The extent to which Poems relies on secrets of various kinds is an essential element in the poetic style which the book so successfully establishes. Auden's writing is full of private references and intimate jokes, but these are made parts of poems that are finally impersonal in their effects, where the reader's role as interpreter is partly that of collaborator in an undercover investigation of the psyche, and the society, in a distorted, and possibly a doomed, world. At one extreme, this issues in the cod-
Tennyson sound of 'Get there if you can . . .' (Poem XXII), with its exhortations to 'Drop those priggish ways for ever, stop behaving like a stone: / Throw the bath-chairs right away, and learn to leave ourselves alone', and its conclusion that 'If we really want to live, we'd better start at once to try; / If we don't, it doesn't matter, but we'd better start to die'. At another extreme of Poems, the need to leave behind the old life is imagined in terms of an acceptance of estrangement and alienation, a process which is inseparable from the new and estranging sounds made in the verse itself. In one of the seven poems added by Auden for the second edition in 1933 (where seven poems from the first edition were withdrawn), 'Doom is dark and deeper than any sea-dingle', the voice inhabits beautifully the register of Anglo-Saxon elegiac verse, to see its hero as 'A stranger to strangers over undried sea' who, though he 'dreams of home', must go on to encounter 'Bird-flocks nameless to him, through doorway voices / Of new men making another love'. The prayer with which this poem ends, to 'Protect his house / . . . From gradual ruin spreading like a stain', and its final image of a man 'Lucky with day approaching, with leaning dawn', might also, perhaps, serve to describe the secret hope with which Poems counterbalances its secret fears.
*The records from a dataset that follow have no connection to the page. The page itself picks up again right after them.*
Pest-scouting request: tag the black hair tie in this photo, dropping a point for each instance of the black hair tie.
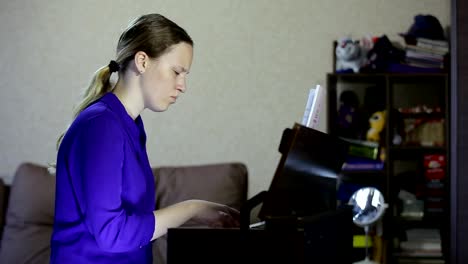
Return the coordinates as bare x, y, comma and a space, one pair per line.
114, 66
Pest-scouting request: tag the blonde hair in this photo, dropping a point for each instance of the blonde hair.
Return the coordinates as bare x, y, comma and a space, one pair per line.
153, 34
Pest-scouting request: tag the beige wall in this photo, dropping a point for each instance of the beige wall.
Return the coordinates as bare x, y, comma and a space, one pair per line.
254, 64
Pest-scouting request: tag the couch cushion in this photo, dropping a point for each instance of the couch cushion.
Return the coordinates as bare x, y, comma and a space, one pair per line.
222, 183
29, 217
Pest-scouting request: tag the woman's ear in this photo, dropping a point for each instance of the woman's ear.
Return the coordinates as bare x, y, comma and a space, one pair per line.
141, 60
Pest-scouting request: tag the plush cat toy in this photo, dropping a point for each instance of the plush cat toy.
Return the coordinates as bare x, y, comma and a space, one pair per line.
350, 55
377, 124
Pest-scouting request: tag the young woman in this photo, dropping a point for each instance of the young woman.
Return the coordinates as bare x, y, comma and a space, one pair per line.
105, 187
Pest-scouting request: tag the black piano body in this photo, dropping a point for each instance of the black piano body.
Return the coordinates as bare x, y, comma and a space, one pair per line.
302, 223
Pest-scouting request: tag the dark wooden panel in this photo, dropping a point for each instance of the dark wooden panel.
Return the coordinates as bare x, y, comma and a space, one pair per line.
459, 133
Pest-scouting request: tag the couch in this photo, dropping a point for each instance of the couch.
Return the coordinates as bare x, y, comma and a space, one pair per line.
27, 205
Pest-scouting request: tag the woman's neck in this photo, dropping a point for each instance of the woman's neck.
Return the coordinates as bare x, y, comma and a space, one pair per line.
130, 98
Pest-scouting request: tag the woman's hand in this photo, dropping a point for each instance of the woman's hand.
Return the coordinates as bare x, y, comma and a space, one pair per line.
214, 214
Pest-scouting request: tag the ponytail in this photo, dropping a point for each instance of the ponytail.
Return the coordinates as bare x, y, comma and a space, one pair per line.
100, 85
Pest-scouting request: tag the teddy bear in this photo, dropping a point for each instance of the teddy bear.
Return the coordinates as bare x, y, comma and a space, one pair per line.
350, 55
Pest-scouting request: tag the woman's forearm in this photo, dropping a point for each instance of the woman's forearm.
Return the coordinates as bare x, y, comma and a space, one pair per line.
173, 216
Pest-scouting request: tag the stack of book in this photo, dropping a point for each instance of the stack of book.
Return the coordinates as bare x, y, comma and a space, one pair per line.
362, 155
434, 173
427, 53
421, 246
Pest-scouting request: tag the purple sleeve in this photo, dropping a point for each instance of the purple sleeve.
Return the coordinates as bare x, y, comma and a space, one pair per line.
97, 172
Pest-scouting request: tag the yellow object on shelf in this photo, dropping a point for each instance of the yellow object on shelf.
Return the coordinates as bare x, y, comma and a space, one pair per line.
359, 241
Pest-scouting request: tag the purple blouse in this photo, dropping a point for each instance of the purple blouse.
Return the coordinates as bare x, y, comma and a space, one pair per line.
105, 189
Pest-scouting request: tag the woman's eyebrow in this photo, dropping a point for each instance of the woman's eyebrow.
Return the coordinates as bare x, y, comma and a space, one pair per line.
182, 69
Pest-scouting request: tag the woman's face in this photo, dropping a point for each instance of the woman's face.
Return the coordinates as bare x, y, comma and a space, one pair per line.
165, 78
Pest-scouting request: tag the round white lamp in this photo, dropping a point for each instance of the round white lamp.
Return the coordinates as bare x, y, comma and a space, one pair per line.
368, 207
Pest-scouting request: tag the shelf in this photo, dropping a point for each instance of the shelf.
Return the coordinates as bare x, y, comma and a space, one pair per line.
435, 115
414, 152
366, 177
423, 223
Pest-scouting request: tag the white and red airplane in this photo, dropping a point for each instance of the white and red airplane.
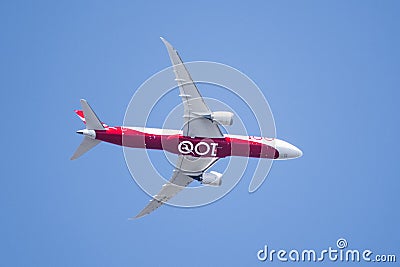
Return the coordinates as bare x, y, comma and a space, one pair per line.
199, 144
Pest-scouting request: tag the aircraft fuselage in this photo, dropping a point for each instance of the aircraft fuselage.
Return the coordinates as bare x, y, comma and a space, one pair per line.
173, 141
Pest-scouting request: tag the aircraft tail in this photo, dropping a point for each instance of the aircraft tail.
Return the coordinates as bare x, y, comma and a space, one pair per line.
92, 122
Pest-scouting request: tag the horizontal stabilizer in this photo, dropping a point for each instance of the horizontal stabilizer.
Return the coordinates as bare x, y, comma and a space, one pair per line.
87, 144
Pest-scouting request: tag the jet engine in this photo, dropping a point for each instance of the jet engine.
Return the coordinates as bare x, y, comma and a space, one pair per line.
212, 178
223, 117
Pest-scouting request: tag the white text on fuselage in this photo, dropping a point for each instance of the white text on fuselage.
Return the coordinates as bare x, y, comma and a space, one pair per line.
200, 149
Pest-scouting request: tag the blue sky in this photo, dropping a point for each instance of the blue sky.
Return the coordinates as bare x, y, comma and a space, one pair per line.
329, 69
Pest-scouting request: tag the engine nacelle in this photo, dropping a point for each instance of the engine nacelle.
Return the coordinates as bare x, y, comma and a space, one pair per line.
223, 117
212, 178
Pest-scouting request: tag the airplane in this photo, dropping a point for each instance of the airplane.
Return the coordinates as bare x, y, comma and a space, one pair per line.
198, 145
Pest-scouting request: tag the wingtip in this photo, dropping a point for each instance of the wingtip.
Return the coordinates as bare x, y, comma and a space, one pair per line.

The adventurousness and originality of Poems are bound up with the book's stylistic capacities; Auden's distinctiveness was established immediately by the book, and it remained for many readers one of his most important achievements. While Auden himself developed in some respects away from the voice of Poems, that voice became for a generation in the 1930s the sound of an inevitable poetic authority. Subsequently, and perhaps just as remarkably, the voice of this poetry has retained its power to dazzle and convince.